Node 1                               Node 2
├── Pod A (10.244.1.2)                ├── Pod C (10.244.2.2)
│   ├── container1 ─┐ share          │   └── container1
│   └── container2 ─┘ localhost       │
│                                     │
├── Pod B (10.244.1.3)                ├── Pod D (10.244.2.3)
│                                     │
└── veth/bridge/eBPF ── overlay/BGP ──┘

Containers within a pod share a network namespace — they communicate via localhost. Each pod gets a unique cluster-wide IP.

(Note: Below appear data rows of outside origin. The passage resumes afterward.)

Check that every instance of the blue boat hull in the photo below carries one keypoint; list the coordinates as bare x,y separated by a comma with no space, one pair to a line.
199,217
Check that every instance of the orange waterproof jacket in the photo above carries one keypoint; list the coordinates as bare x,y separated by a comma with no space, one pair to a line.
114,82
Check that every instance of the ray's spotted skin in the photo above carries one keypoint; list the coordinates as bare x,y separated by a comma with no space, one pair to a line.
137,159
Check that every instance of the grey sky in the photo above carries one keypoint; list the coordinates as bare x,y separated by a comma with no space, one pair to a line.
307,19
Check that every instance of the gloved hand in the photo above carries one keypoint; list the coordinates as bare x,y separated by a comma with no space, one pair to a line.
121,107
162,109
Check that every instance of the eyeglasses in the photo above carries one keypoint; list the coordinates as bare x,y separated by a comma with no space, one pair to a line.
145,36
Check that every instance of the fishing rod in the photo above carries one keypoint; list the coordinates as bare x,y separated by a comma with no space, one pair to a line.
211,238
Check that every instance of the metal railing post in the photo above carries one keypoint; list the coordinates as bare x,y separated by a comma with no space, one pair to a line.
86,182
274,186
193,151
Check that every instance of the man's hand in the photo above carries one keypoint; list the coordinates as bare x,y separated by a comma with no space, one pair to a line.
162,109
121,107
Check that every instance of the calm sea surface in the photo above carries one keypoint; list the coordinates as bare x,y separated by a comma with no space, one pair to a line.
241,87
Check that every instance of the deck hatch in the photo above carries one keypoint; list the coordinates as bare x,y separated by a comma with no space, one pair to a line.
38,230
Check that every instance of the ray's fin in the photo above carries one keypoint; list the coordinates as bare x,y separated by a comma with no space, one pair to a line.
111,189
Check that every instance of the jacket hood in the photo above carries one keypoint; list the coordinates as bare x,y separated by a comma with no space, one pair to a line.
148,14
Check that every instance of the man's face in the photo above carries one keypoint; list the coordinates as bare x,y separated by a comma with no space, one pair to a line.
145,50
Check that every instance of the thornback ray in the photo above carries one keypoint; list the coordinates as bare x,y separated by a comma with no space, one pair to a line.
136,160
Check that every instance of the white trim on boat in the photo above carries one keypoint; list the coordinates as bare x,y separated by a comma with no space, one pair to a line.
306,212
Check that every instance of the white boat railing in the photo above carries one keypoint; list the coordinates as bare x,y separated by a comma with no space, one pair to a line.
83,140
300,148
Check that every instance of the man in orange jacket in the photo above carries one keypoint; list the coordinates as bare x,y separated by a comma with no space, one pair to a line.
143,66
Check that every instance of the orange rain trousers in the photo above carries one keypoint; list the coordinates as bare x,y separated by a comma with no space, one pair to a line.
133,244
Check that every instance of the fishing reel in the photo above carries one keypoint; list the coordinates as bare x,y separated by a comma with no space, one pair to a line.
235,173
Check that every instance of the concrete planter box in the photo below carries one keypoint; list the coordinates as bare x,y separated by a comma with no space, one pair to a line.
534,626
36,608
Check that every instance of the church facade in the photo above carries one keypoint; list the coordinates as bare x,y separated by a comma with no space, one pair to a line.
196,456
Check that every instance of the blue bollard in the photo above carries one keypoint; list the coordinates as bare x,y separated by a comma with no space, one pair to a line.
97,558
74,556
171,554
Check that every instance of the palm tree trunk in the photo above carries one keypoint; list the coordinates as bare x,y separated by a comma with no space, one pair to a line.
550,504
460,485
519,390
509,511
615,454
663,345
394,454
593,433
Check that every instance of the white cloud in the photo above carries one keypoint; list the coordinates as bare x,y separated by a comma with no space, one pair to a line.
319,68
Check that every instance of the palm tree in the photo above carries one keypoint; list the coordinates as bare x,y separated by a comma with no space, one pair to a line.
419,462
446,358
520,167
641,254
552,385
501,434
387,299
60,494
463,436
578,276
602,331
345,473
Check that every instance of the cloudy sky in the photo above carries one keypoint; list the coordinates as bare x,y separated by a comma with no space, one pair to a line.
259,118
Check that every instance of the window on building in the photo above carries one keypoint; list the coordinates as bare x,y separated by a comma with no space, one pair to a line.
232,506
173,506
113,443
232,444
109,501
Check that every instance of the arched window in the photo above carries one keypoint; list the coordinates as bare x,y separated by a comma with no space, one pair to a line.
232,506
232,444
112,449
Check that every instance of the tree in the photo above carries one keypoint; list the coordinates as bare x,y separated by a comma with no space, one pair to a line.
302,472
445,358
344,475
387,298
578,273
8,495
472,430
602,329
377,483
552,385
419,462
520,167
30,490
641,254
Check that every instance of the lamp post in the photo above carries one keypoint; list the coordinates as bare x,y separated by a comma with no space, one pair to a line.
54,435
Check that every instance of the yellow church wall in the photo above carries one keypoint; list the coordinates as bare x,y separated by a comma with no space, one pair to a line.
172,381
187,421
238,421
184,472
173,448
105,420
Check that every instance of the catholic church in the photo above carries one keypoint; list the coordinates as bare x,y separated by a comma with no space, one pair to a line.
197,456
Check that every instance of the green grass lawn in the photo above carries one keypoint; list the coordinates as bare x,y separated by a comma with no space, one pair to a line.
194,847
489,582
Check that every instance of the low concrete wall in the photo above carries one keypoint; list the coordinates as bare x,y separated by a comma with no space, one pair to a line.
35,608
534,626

CNI (Container Network Interface)

CNI plugins implement the Kubernetes networking model. They handle:

  • Assigning pod IPs (IPAM)
  • Configuring veth pairs or eBPF attachments
  • Setting up cross-node connectivity (overlay, BGP, or direct routing)
  • Enforcing NetworkPolicies

Plugin Comparison

PluginDataplaneRoutingPerformanceBest For
CiliumeBPFDirect routing, VXLAN, GeneveHighestProduction, security, observability
Calicoiptables or eBPFBGP, VXLAN, directHighLarge clusters, BGP environments
FlannelVXLANVXLAN overlayModerateSimple setups, learning
WeaveMesh (user-space)Encrypted meshLowerSmall clusters needing encryption

Cilium

The dominant production CNI as of 2025. eBPF-native, adopted by default in GKE, AKS, and increasingly in EKS.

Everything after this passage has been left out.